To limit the scope of what it has to simulate.
It's unlikely they're perfect, but there's very small differences in EV betting 100% vs 101.6% or whatever.
Stockfish isn't really a solver it's a neural net based engine
Your 72o comment indicates you are either playing with very weak players, or have gotten lucky, as in reasonably competitive games playing (and then full bluffing) 72o will be significantly negative EV. Try grinding that strategy at a public 10/20 table and you will be quickly butchered and sent back to the ATM.
There are other poker playing programs [0] - what we called AI before large language models were a thing - which achieve superhuman performance in real time in this format. They would crush the LLMs here. I don't know what's publicly available though.
Like piosolver, as an example.
The best poker-playing AI is not beatable by anyone, so yes, it would crush the LLMs.
Given online is now bot-riddled, I half-finished something similar a while back, where the game was adopting and 'coaching' (a <500 character prompt was allowed every time the dealer chip passed, outside of play) an LLM player, as a kind of gambling-on-how-good-at-prompting-you-are game. Feature request! The rake could pay for the tokens, at least.

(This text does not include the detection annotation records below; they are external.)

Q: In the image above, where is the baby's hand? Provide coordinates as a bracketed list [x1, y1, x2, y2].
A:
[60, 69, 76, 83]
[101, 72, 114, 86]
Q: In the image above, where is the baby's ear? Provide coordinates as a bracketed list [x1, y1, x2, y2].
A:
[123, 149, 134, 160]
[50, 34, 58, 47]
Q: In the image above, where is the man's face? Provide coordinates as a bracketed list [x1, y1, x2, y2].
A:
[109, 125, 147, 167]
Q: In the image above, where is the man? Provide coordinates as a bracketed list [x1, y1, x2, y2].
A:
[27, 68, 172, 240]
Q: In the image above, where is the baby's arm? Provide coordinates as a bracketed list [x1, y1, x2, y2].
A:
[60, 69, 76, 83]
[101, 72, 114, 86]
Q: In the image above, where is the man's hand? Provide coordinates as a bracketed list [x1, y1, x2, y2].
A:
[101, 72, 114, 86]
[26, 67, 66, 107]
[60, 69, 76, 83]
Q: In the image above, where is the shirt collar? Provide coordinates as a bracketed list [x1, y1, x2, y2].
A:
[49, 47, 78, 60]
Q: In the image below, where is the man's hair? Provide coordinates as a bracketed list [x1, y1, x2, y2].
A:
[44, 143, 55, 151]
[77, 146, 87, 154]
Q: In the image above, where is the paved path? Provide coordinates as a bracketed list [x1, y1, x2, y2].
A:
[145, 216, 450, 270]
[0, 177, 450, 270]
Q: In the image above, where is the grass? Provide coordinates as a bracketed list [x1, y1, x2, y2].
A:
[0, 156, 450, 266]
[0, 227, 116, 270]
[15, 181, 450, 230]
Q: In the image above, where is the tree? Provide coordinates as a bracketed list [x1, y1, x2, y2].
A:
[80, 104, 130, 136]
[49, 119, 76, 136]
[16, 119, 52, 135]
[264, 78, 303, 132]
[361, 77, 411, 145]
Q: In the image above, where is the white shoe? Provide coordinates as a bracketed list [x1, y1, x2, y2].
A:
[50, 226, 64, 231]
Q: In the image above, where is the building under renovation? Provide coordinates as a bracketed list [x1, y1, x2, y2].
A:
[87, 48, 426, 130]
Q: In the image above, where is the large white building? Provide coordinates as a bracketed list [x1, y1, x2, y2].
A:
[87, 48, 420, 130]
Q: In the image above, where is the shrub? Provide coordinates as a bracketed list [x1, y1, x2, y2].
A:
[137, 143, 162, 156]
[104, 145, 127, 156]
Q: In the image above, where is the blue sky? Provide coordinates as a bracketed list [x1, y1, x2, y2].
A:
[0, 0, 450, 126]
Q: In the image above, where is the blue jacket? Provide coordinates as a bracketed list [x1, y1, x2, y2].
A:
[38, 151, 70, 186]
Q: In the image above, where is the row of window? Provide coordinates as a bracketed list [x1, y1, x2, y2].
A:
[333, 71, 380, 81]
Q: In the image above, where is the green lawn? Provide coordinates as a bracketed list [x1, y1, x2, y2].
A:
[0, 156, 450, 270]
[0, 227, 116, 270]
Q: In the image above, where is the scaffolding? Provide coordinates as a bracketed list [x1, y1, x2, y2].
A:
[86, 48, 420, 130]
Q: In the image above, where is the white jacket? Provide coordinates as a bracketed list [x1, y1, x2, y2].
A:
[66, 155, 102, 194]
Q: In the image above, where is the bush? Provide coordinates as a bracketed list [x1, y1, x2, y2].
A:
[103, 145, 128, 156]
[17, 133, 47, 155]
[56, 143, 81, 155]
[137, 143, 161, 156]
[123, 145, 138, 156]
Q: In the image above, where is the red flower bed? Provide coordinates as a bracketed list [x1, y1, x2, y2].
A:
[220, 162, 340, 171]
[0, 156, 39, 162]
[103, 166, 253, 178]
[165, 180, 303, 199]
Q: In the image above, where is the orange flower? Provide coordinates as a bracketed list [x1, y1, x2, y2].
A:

It's mostly a ChatGPT conversational interface over a classic Solver (Monte-Carlo simulation based), but that ease of use makes it very convenient for quick post-game analysis of hands.
I'm sure if you hook a Solver to a hud, it might be even simpler, but it's quite burdensome for amateurs, and it might be too close to cheating.
I was interested in this idea too and made a video where some of the previous top LLMs play against each other https://www.youtube.com/watch?v=XsvcoUxGFmQ&t=2s
That is, good enough to compete amongst each other but not good enough to for one to win.
PLAYER shows A♠ 6♣ (Pair)
GPT (5.2) shows Q♠ Q♥ (Pair)
I had paired with a 6 and no aces on the board.